Nach dem Abendessen muss ich abwaschen. Rosita und Lupita, die Köchinnen, haben das aufgetragen, weder Schwestern noch Ärzte haben widersprochen. Ich glaube, ich muss die Hierarchie in der Klinik nochmals überdenken. Als Belohnung bekomme ich von Rosita Kekse. Verbrannt und teigig sind sie, aber mit dem Küchenpersonal will ich es mir nicht verscherzen.

Spätabends werden wir von Oberärztin Dorin Chaikin zu einem Schlummertrunk geladen. Bei Wodka bekommen wir eine Lektion in Sexualhygiene, dürfen Porno-Heftchen ansehen. Schwester Schwarz grinst: "Du warst ja immer schon verspielt, Franco." Beim Puzzlebauen am frühen Abend hat das auch schon Schwester Ackart gemeint, also muss es wohl stimmen.

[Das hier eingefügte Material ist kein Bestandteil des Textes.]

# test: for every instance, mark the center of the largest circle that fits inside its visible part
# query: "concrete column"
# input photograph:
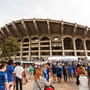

Einiges konnte ich über mich jetzt ja schon herausfinden, stelle ich fest, als ich ins Bett gebracht werde. So ganz bereit für die Entlassung am Morgen fühle ich mich aber nicht. Ich weiß noch immer nicht, was bei dem Unfall passiert ist, den ich laut Schwester Roth vor einigen Jahren hatte, oder welchen Beruf ich davor ausgeübt habe. Und plötzlich wird mir klar, dass ich Franco mittlerweile nicht mehr in der dritten, sondern in der ersten Person sehe. Der Schlaf, der über mich kommt, ist der Schlaf des Franco Walter-Lipow.

Am Morgen verlasse ich die Klinik. "Glauben sie aber nicht, dass ihre Amnesie schon gänzlich geheilt ist", warnt der Doktor beim Entlassungsgespräch. Am Weg nach draußen treffe ich noch einmal Holly, die gemeinsam mit mir eingeliefert wurde. "Auf Wiedersehen Franco", sagt sie. "Auf Wiedersehen, Holly", erwidere ich. An ihren richtigen Namen kann ich mich nicht mehr erinnern.